Portuguese American Journal

Report: Portuguese is the third most used language on Facebook – Socialbakers

According to a report released by the international website Socialbakers, Portuguese is the third most used language on Facebook, the largest social network in the world. English tops the Socialbakers’ top ten list of most used languages followed by Spanish, which comes second.

The other languages in the list are French, Indonesian, Turkish, German, Italian, Arabic and Chinese, which occupies the 10th position with 20.1 million users.

Portuguese and Arabic are the two languages that have grown faster on Facebook, the site revealed. The social network is currently available in over 70 languages

Portuguese has grown significantly on Facebook, due to an increase in Brazilian users, with Brazil ranking second in the list of nations with most Facebook users, after the United States.

Brazil has increased its Facebook base by 13 million users, only in the past six months, which caused the Portuguese language to grow by eight times since May 2010. In November 2012, the number of Portuguese speaking Facebook users had increased to 58.5 million.

Brazil has the fifth-largest population in the world, and ranks among the top countries in Internet usage: in 2011, there were more than 80 million internet users, which is almost half of the country’s population.

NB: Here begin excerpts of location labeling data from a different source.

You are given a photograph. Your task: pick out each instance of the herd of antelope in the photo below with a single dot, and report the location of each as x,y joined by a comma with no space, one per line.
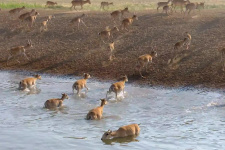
143,61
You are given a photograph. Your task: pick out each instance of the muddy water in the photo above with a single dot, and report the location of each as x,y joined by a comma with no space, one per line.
170,119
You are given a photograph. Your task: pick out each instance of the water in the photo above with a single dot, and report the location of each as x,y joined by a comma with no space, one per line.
170,119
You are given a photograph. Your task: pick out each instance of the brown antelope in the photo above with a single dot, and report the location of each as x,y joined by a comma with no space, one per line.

As Facebook has continued to grow throughout the world, besides Brazil, the social network is also growing fast in countries such as India, Mexico, Indonesia and regions in Africa.

Portuguese is third most spoken European language in the world after English and Spanish, and the sixth most spoken language worldwide. It is the mother tongue of about 200 million people, chiefly in Portugal including the Azores and Madeira islands in the Atlantic (11 million speakers); in Brazil (184 million speakers); and in Portugal’s former overseas provinces in Africa and Asia (about 5 million speakers).

Portuguese is the official language of Angola, Brazil, Cape Verde, East Timor, Guinea Bissau, Macau, Mozambique, Portugal and São Tomé and Príncipe.